Le designer plaide pour :
- une nouvelle génération de canapés, plus modulables, pensés en écosystème avec tables, appuis, dessertes intégrées,
- un travail sur la verticalité (meubles hauts, modules suspendus, éléments aériens) permettant de libérer le sol tout en répondant au besoin de ranger et d’exposer,
- des réponses plus fines à la polyvalence des espaces, sans tomber dans des systèmes trop complexes ou trop coûteux.
Reste une contrainte majeure : le temps long nécessaire à l’installation d’un nouveau produit… à l’heure où certaines enseignes retirent une nouveauté si elle ne performe pas en un mois. Une logique court-termiste qui freine l’innovation, alerte Christophe Gazel, alors même que les comportements d’habitat ont profondément changé.
Réseaux sociaux, frustration et quête de valeur
Autre moteur puissant de ce « double jeu » : les réseaux sociaux. Les intérieurs ultra-stylisés visibles sur Instagram, Pinterest ou TikTok inspirent, mais créent aussi une forme de frustration.
Les consommateurs, y compris les publics modestes, arrivent désormais chez les cuisinistes avec des moodboards Pinterest sur leur smartphone.
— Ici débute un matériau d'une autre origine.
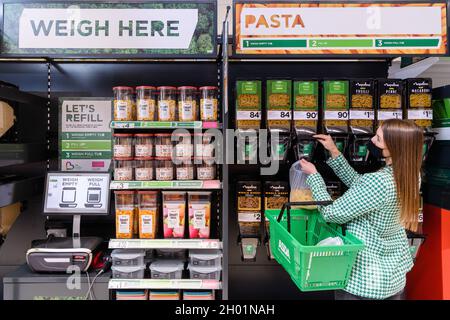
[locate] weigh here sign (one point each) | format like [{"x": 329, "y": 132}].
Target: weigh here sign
[
  {"x": 85, "y": 135},
  {"x": 100, "y": 27},
  {"x": 265, "y": 28}
]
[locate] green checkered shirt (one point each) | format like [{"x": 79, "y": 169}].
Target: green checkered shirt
[{"x": 370, "y": 211}]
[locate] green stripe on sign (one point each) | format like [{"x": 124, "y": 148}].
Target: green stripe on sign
[
  {"x": 274, "y": 43},
  {"x": 86, "y": 136},
  {"x": 340, "y": 43},
  {"x": 67, "y": 145},
  {"x": 380, "y": 43},
  {"x": 85, "y": 155}
]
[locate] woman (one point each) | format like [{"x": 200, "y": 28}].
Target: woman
[{"x": 376, "y": 208}]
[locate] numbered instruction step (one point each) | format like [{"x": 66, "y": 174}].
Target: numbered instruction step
[{"x": 366, "y": 43}]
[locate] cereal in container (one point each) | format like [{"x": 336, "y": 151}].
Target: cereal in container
[
  {"x": 148, "y": 214},
  {"x": 124, "y": 214},
  {"x": 185, "y": 169},
  {"x": 164, "y": 169},
  {"x": 204, "y": 145},
  {"x": 174, "y": 212},
  {"x": 206, "y": 168},
  {"x": 184, "y": 147},
  {"x": 209, "y": 104},
  {"x": 199, "y": 205},
  {"x": 146, "y": 103},
  {"x": 167, "y": 102},
  {"x": 123, "y": 104},
  {"x": 163, "y": 145},
  {"x": 187, "y": 104},
  {"x": 144, "y": 168},
  {"x": 123, "y": 169},
  {"x": 143, "y": 146},
  {"x": 123, "y": 145}
]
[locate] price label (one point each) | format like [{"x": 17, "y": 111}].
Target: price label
[
  {"x": 124, "y": 125},
  {"x": 249, "y": 217},
  {"x": 336, "y": 115},
  {"x": 248, "y": 115},
  {"x": 279, "y": 115},
  {"x": 386, "y": 115},
  {"x": 420, "y": 114},
  {"x": 362, "y": 115},
  {"x": 119, "y": 185},
  {"x": 306, "y": 115}
]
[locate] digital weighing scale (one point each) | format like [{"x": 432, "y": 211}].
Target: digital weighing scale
[{"x": 75, "y": 194}]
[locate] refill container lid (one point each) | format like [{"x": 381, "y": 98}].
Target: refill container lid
[
  {"x": 209, "y": 88},
  {"x": 145, "y": 87},
  {"x": 144, "y": 135},
  {"x": 123, "y": 135},
  {"x": 124, "y": 158},
  {"x": 123, "y": 88},
  {"x": 204, "y": 270},
  {"x": 167, "y": 266},
  {"x": 147, "y": 192},
  {"x": 167, "y": 88},
  {"x": 203, "y": 255},
  {"x": 128, "y": 269},
  {"x": 127, "y": 254},
  {"x": 187, "y": 88},
  {"x": 124, "y": 192}
]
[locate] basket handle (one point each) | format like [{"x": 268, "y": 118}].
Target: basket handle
[{"x": 287, "y": 206}]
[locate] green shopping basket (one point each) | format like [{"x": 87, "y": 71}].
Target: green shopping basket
[{"x": 293, "y": 240}]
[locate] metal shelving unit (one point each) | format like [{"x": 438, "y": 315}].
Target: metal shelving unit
[
  {"x": 165, "y": 244},
  {"x": 165, "y": 125},
  {"x": 181, "y": 284},
  {"x": 160, "y": 185}
]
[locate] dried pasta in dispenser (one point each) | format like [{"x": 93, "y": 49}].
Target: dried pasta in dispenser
[
  {"x": 249, "y": 208},
  {"x": 276, "y": 194},
  {"x": 300, "y": 191},
  {"x": 125, "y": 214},
  {"x": 390, "y": 100},
  {"x": 419, "y": 101},
  {"x": 248, "y": 104},
  {"x": 362, "y": 105},
  {"x": 306, "y": 106},
  {"x": 335, "y": 106},
  {"x": 279, "y": 104}
]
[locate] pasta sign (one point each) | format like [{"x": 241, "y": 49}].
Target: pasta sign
[
  {"x": 266, "y": 28},
  {"x": 285, "y": 21}
]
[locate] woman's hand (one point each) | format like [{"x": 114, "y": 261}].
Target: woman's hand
[
  {"x": 328, "y": 144},
  {"x": 308, "y": 167}
]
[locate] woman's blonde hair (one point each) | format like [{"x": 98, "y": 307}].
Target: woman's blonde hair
[{"x": 404, "y": 140}]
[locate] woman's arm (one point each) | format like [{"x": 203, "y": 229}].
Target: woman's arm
[
  {"x": 343, "y": 169},
  {"x": 364, "y": 196}
]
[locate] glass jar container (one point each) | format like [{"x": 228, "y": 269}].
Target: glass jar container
[
  {"x": 143, "y": 169},
  {"x": 148, "y": 214},
  {"x": 143, "y": 145},
  {"x": 206, "y": 169},
  {"x": 167, "y": 103},
  {"x": 123, "y": 169},
  {"x": 125, "y": 214},
  {"x": 183, "y": 145},
  {"x": 146, "y": 103},
  {"x": 187, "y": 104},
  {"x": 164, "y": 169},
  {"x": 163, "y": 145},
  {"x": 203, "y": 145},
  {"x": 208, "y": 104},
  {"x": 123, "y": 103},
  {"x": 184, "y": 169},
  {"x": 123, "y": 145}
]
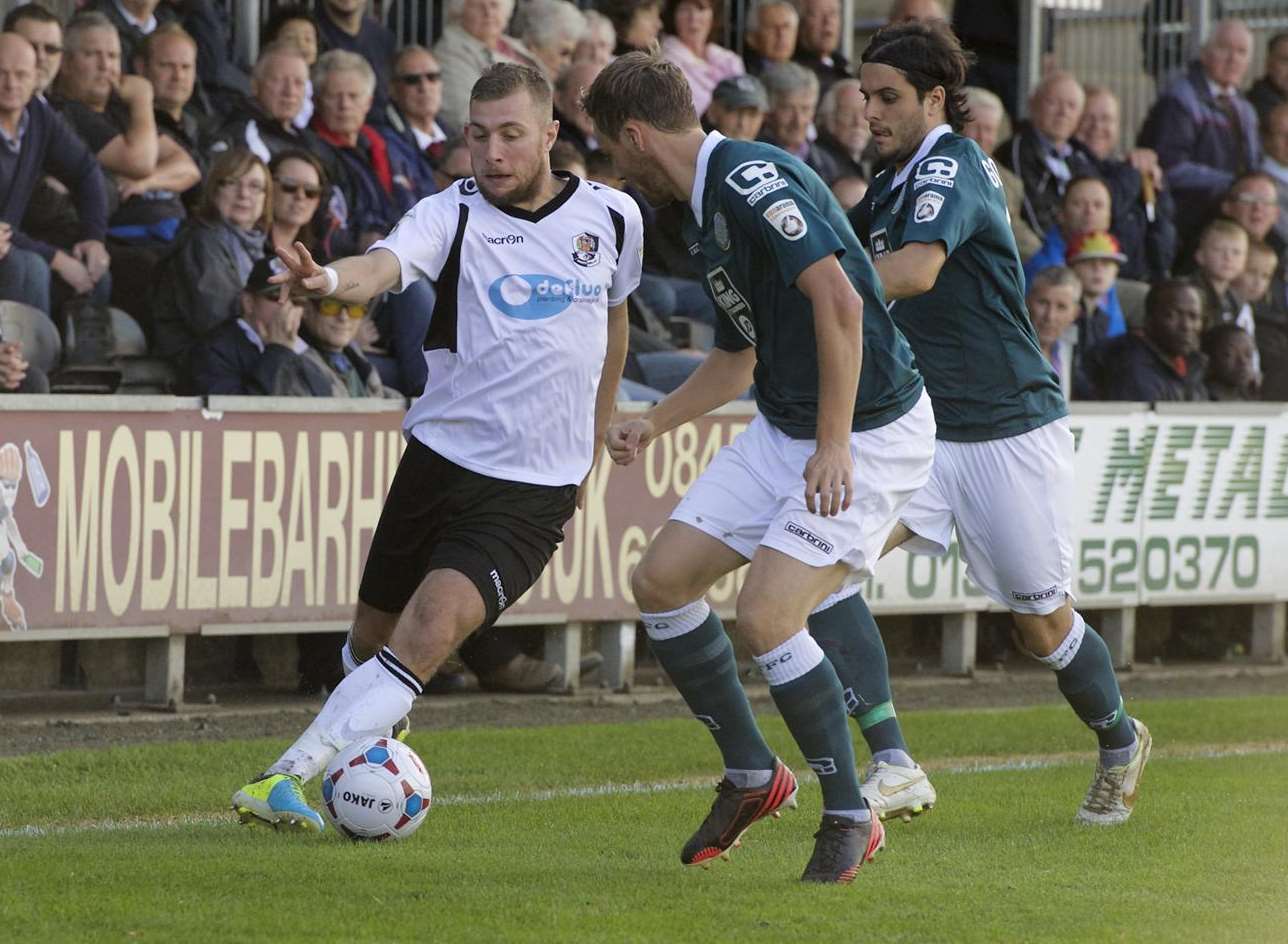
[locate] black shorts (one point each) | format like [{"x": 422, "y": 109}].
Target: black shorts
[{"x": 438, "y": 515}]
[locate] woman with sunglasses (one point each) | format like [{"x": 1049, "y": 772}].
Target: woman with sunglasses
[{"x": 299, "y": 184}]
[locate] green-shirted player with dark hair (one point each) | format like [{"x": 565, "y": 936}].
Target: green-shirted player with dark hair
[
  {"x": 809, "y": 492},
  {"x": 937, "y": 224}
]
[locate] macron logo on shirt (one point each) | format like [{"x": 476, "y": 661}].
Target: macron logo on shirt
[{"x": 537, "y": 296}]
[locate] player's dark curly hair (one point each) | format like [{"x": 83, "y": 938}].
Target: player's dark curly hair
[{"x": 929, "y": 54}]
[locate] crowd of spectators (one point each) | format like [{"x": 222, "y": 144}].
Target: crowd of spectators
[{"x": 147, "y": 182}]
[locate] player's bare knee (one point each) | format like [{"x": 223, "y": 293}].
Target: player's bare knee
[
  {"x": 1041, "y": 634},
  {"x": 656, "y": 591}
]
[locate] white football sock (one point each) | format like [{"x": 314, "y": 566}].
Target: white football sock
[{"x": 367, "y": 703}]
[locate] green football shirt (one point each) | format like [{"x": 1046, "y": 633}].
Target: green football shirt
[
  {"x": 759, "y": 218},
  {"x": 971, "y": 332}
]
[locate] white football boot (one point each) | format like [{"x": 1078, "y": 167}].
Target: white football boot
[
  {"x": 897, "y": 791},
  {"x": 1113, "y": 790}
]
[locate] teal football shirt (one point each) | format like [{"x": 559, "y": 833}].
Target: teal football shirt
[
  {"x": 971, "y": 334},
  {"x": 767, "y": 218}
]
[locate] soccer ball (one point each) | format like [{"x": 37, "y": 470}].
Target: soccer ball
[{"x": 376, "y": 790}]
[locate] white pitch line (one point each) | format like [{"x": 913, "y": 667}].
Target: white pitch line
[{"x": 980, "y": 765}]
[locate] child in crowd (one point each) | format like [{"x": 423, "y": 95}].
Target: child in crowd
[
  {"x": 1221, "y": 258},
  {"x": 1095, "y": 259},
  {"x": 1252, "y": 286}
]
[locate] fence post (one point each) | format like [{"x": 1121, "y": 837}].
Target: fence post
[
  {"x": 563, "y": 648},
  {"x": 957, "y": 651},
  {"x": 1118, "y": 629},
  {"x": 617, "y": 647},
  {"x": 1268, "y": 631},
  {"x": 162, "y": 675}
]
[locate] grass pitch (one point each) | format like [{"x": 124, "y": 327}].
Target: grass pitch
[{"x": 573, "y": 833}]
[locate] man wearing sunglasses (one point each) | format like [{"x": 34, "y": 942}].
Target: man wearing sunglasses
[
  {"x": 524, "y": 354},
  {"x": 259, "y": 353},
  {"x": 416, "y": 94}
]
Les codes esthétiques circulent très vite, mais le budget ne suit pas toujours. Quand l’offre ne répond pas aux attentes, beaucoup se replient vers des achats à très bas prix sur les marketplaces, quitte à sacrifier la qualité.
Pour la filière, l’enjeu est donc clair :
- accompagner le client pour éviter qu’il ne se « désimplique budgétairement »,
- proposer des solutions créatives, évolutives et accessibles,
- recréer de la valeur perçue au-delà du seul critère prix.
Bâtir la maison de demain : une responsabilité collective
La maison, refuge et vitrine, impose à la filière meuble une vraie montée en complexité : intégrer les nouveaux usages, le besoin de sécurité, l’envie de se montrer, la pression économique et l’impact des réseaux sociaux.
Pour Vincent Grégoire, Christophe Gazel et Vincent Heuraux, la réponse ne peut être que collective :
- industriels, distributeurs, designers et marques doivent accepter de prendre des risques,
- la filière doit se donner le temps d’installer de nouvelles typologies,
- les points de vente ont un rôle clé à jouer pour mettre en scène ces nouveaux usages, inspirer, rassurer et accompagner.
La bonne nouvelle : le désir de maison est intact, voire renforcé. Aux professionnels de transformer ce désir en solutions concrètes, désirables et durables – pour permettre aux Français de vivre cachés… tout en assumant de plus en plus ce qu’ils ont envie d’afficher.